Viceland, which replaces A&E Networks’ H2, is a new outpost for Vice Media, the growing mobile and digital media company that aims for a diverse audience of young adults. While Vice continues as a news program on HBO, Viceland will focus more on lifestyle.
“It’s an exploration of the world around us through interesting, unique people,” says Eddy Moretti, co-president of Viceland along with director Spike Jonze ( Her, Adapta
tion). “It is connected to all of the interests and passions that Vice has, excluding the straight-up news elements. We let ourselves be looser (and) the shows more experiential.”
Viceland, which is available in about 70 million homes, displays its non-traditional approach with Monday’s launch, presenting 13 hours of phone messages from people offering suggestions for the network. The prime-time lineup premieres Tuesday through Thursday, with first episodes already available online.
Viceland programs feature intriguing mixes, including Noisey (Tuesday, 10 p.m. ET/PT), a music-documentary series that explores sociopolitical issues;
F---, That’s Delicious (Thursday, 10 p.m. ET/PT), which focuses on rapper Action Bronson’s love of different cuisines; and
Gaycation (Wednesday, 10 p.m.), a travel show hosted by actress Ellen Page and her best friend, Ian Daniel, that explores LGBTQ culture around the world.
“I love travel shows. That was the really exciting thing for me,” says Page ( Juno, Freeheld), who traveled to Japan, Brazil, Jamaica and around the USA for the show. “We’re so grateful to be learning so much. We’re so humbled by these extraordinary activists we meet around the world. I hope that reaches other people, too. To have the community be represented — that’s the goal.”
Daniel says he’s encouraged by public reaction.
“It’s not just like, ‘ Cool show.
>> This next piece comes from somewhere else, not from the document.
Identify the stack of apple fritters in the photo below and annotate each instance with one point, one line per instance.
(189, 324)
Fun.’ Or ‘educational.’ It’s all those things, and people are having an intense emotional connection to it.” He says the audience includes the LGBT community and beyond.
Producers found themselves in some surprising situations, including when a young Japanese man asked them to be present when he came out to his mother.
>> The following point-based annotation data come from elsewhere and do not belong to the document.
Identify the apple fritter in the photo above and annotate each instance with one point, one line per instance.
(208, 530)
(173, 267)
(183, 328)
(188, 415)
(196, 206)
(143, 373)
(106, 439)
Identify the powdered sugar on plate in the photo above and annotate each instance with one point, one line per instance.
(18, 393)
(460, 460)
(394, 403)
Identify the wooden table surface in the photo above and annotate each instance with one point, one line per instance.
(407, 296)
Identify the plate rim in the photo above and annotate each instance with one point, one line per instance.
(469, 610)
“That’s definitely been one of the more unbelievable moments, to witness his bravery and watch the mom go through her journey and be willing to do it with strangers in the room,” says Page, who added that the show wouldn’t have broadcast the video if the mother hadn’t agreed.
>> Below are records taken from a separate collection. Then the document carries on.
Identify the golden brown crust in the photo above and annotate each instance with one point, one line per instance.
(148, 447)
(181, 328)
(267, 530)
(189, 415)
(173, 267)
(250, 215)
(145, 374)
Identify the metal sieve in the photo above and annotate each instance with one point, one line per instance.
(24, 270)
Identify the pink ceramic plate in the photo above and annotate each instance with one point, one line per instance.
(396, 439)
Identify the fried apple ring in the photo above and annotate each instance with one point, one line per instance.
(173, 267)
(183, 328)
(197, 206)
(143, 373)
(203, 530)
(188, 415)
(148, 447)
Page says her travel experiences have changed since she came out.
“There’s something that’s been so freeing,” she says. “Traveling to a new place and having that feeling of being inspired and curious because that’s how you’re now feeling in life, that’s the biggest difference.”
Viceland’s prime-time lineup also includes Weediquette (Tuesday, 11 p.m. ET/PT), which explores “the science, culture and economics” of the marijuana economy; Balls Deep (Wednesday, 11 p.m. ET/PT), which follows a young man who walks in the shoes of people of varying backgrounds; and Flophouse (Thursday, 10:30 p.m. ET/PT), a look at young comedians who live together. Chef Eddie Huang and Board
walk Empire’s Michael K. Williams also have shows, and the network will feature innovative interstitial programming.
Moretti says Viceland can call on parents A&E and Vice for expertise, but it also is learning from MTV’s formative period. “The energy of the early years of MTV is an inspiration.”